As American and Japanese officials continued discussions Friday on resuming formal trade negotiations, Japan announced that its trade surplus, the source of friction with its trading partners, rose 8.1% in April.
The snowballing surplus reached $11.12 billion last month--the fifth straight month of year-on-year rises in the overall surplus, Japan’s Finance Ministry said.
The surplus with the United States, Japan’s largest trading partner, rose for the second month in a row, surging 8.9% to $4.38 billion, the ministry said.
The growing trade imbalance was central to the “framework” trade negotiations between the United States and Japan, which collapsed in February.
Representatives of the two countries met in Washington on Thursday for the first time since the breakdown in an effort to restart the stalled talks.
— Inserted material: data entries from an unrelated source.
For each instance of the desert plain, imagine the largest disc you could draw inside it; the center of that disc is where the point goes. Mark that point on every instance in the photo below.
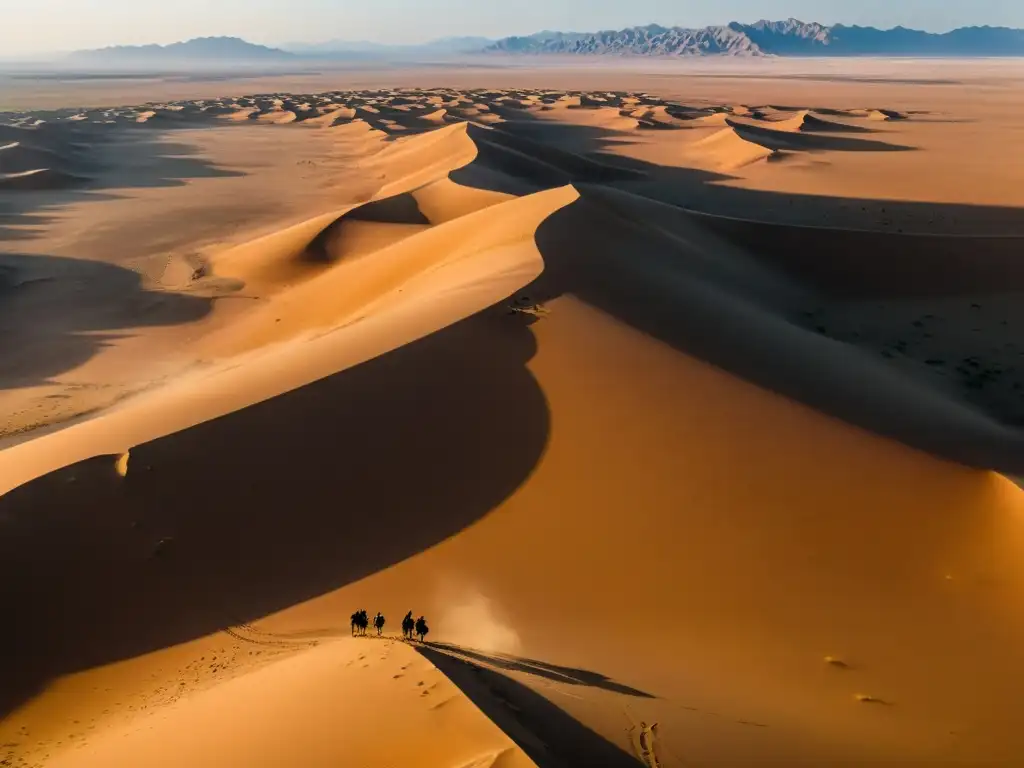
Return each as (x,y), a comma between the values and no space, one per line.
(686,402)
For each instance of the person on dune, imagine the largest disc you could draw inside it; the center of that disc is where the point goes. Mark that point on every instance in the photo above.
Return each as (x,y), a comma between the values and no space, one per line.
(421,628)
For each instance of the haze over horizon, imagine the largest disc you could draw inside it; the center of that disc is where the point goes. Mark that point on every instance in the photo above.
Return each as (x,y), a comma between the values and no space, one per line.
(58,26)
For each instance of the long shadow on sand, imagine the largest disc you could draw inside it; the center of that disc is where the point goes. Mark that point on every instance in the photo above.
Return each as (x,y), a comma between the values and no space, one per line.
(549,735)
(98,160)
(646,271)
(546,670)
(57,312)
(266,507)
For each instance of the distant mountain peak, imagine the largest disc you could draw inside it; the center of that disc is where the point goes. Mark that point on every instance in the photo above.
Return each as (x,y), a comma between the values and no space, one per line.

After several hours of discussions Friday, talks were recessed so officials could consult with other members of their respective governments. A spokeswoman for U.S. Trade Representative Mickey Kantor said the talks would continue today.
The negotiations broke down over U.S. demands for numerical benchmarks for measuring progress in opening Japan’s markets. Japan says numerical targets would violate free-trade principles.
The Finance Ministry attributed the increase in the surplus in part to the Japanese yen’s steep rise in recent months.
Ministry officials said that in yen terms, the overall surplus in April fell 1.6% in its third straight monthly decline. The surplus with the United States dipped 0.9%.
The dollar averaged 104.43 yen in April, down 10% from a year earlier, they said.
Some economists believe a strong yen will cut Japan’s surplus in the long run by making Japanese products more expensive and thus less competitive overseas, and by making imports cheaper for Japanese consumers.
But Japan’s sagging economy has restricted consumer spending on both imported and domestic products.
Ministry officials said lower crude oil prices were another factor in the surplus.
With crude oil prices falling 21.2% to about $14.57 per barrel, oil imports fell 20.4% in value while the volume remained almost unchanged, they said.
Exports in April rose 7.1% from a year earlier to $32.89 billion, while imports increased 6.6% to $21.77 billion, the report said.
Among the export gainers in April were semiconductors and other electronics parts, up 31.8%; automobile parts, up 28.3%, and ships, up 62.4%, the report said.
For imports, semiconductors and other electronics parts rose 33.1%, clothing increased 19.3% and aircraft surged 140%, it said.